# Ariens Snowblower Steel Gauge?



## Cutter (Mar 29, 2017)

Does anybody know exactly, what the gauge of the steel used in making the Ariens Snowblower's is?
10....12? I am not sure.lain:


----------



## tpenfield (Feb 24, 2015)

Are you planning on making copy-cat machines? or needing to do some metal repair? You could use a micrometer to get the thickness.


----------



## arienskids (Jan 26, 2018)

hes gonna open up a factory overseas and start cloning them and dropping predators on them. but serIously, it depends on the age and if its a pro or consumer model


----------



## nwcove (Mar 2, 2015)

just measured a modern chute, and with paint it was 2.07 mm, 12 gauge ?


----------



## tpenfield (Feb 24, 2015)

I just measured the thickness on the bucket of my Ariens ST824LE . . . about 12 gauge.

Toro Powershift was the same.


----------



## RedOctobyr (Mar 2, 2014)

I had measured mine a few months ago, I posted my results here: 
http://www.snowblowerforum.com/foru...cussion/133145-help-deciding.html#post1482178

My Ariens is a Pro model from 2000, I measured 13-14 gauge for the bucket, and 14-15 gauge for the chute.


----------



## Cutter (Mar 29, 2017)

Thank you all for your replies.

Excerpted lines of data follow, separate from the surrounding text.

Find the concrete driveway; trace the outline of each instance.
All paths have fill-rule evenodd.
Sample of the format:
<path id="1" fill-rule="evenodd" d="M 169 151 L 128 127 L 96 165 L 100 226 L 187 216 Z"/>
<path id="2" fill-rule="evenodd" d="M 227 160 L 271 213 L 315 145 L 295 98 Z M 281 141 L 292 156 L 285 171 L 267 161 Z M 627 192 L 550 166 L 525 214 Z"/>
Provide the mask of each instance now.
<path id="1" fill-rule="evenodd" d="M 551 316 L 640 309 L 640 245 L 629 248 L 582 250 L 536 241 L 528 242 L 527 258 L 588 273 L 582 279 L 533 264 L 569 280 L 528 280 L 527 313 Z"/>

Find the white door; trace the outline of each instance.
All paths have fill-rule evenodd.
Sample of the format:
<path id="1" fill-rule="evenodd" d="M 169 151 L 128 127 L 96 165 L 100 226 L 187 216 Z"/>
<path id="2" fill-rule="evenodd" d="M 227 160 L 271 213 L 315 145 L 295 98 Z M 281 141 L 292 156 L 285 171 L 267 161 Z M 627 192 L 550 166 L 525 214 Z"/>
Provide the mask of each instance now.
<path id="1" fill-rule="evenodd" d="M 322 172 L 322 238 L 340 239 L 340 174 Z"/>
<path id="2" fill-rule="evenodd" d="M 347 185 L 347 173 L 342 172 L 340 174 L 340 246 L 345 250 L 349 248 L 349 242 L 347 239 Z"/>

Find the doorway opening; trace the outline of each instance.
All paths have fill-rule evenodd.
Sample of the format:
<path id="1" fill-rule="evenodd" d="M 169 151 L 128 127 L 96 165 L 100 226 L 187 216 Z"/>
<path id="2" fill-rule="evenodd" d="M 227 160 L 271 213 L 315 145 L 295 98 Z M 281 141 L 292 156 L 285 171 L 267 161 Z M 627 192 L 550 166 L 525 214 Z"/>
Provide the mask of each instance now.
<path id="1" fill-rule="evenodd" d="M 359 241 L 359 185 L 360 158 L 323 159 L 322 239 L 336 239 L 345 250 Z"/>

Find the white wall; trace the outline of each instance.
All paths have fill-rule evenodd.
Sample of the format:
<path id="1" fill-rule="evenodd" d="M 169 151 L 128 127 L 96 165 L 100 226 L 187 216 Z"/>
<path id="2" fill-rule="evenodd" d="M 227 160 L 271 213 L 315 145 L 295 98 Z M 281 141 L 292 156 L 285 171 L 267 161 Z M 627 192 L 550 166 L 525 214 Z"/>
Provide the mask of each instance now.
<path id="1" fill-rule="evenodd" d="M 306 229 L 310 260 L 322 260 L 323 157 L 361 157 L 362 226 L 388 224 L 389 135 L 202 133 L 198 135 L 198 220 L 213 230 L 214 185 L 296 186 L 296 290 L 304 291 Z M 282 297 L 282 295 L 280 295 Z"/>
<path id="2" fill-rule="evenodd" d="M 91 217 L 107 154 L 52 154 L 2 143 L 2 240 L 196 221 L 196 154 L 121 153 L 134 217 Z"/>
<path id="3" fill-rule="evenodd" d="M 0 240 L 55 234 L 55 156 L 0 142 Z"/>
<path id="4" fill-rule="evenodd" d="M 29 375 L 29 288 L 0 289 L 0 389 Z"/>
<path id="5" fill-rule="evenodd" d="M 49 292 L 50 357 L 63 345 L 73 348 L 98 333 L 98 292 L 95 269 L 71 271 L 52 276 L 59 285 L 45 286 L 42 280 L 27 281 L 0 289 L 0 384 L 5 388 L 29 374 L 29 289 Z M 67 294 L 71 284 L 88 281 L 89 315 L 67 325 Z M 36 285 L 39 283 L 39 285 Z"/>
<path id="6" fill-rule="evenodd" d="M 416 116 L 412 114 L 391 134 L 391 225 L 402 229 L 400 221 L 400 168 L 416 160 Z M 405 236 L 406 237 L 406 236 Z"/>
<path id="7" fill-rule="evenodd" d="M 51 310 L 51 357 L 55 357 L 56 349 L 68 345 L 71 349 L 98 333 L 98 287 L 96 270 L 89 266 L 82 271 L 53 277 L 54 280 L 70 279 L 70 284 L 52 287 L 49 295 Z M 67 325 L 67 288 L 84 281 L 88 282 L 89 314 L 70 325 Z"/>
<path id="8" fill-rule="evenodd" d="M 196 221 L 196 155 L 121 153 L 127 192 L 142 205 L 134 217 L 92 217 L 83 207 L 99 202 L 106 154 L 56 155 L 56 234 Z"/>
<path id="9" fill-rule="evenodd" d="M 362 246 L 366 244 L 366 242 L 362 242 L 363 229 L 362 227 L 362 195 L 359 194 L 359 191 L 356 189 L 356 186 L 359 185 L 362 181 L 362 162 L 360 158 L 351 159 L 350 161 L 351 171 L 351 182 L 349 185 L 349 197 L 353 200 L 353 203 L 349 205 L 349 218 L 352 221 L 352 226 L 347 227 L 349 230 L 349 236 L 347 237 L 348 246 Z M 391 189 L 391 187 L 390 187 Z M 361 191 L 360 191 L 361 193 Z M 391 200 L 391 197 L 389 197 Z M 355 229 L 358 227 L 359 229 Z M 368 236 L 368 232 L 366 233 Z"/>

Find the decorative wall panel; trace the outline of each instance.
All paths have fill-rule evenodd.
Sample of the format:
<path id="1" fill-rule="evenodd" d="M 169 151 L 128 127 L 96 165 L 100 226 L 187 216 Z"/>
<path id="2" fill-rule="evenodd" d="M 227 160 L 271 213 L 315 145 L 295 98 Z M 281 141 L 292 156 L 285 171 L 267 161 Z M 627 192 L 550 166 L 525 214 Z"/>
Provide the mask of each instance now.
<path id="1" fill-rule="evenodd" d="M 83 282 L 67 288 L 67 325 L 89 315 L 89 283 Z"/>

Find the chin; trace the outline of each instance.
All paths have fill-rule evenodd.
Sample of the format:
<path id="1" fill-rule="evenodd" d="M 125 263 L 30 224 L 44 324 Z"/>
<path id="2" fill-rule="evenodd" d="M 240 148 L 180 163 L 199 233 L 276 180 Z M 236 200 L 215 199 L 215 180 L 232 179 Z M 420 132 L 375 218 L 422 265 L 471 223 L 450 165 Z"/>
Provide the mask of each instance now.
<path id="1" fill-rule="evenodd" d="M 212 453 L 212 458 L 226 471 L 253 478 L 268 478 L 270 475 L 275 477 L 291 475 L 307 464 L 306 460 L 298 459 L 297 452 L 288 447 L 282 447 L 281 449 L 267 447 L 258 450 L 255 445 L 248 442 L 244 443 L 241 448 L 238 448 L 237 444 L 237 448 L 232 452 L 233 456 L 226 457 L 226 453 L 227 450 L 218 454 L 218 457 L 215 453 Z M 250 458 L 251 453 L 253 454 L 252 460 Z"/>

Was hoping to blow some snow today, had a forecast of 6-10 CM,but have seen nothing yet.
Never wished for snow until I bought a new snowblower :-(


----------



## foggysail (Feb 21, 2015)

Gees, I just measured mine and posted the results in another thread here in the Ariens forum. I don’t know anything about gages but overlooking that, I measured 0.11” on the bucket. Didn’t think to measure the chute. Oh, mine is a new 28” Pro. The impressive thickness was found on my old Bolens that I just measured along with the new Ariens. The Bolens is 0.135!!! And no, I didn’t scrap off any of the shiny new paint so the actual metal’s measurements need adjustment for paint.


----------



## foggysail (Feb 21, 2015)

Cutter said:


> Thank you all for your replies. Was hoping to blow some snow today, had a forecast of 6-10 CM,but have seen nothing yet.
> Never wished for snow until I bought a new snowblower :-(


I put mine away. Has not even has gas splashed on it yet. That can wait until next October.


----------



## RedOctobyr (Mar 2, 2014)

foggysail said:


> Gees, I just measured mine and posted the results in another thread here in the Ariens forum. I don’t know anything about gages but overlooking that, I measured 0.11” on the bucket. Didn’t think to measure the chute. Oh, mine is a new 28” Pro. The impressive thickness was found on my old Bolens that I just measured along with the new Ariens. The Bolens is 0.135!!! And no, I didn’t scrap off any of the shiny new paint so the actual metal’s measurements need adjustment for paint.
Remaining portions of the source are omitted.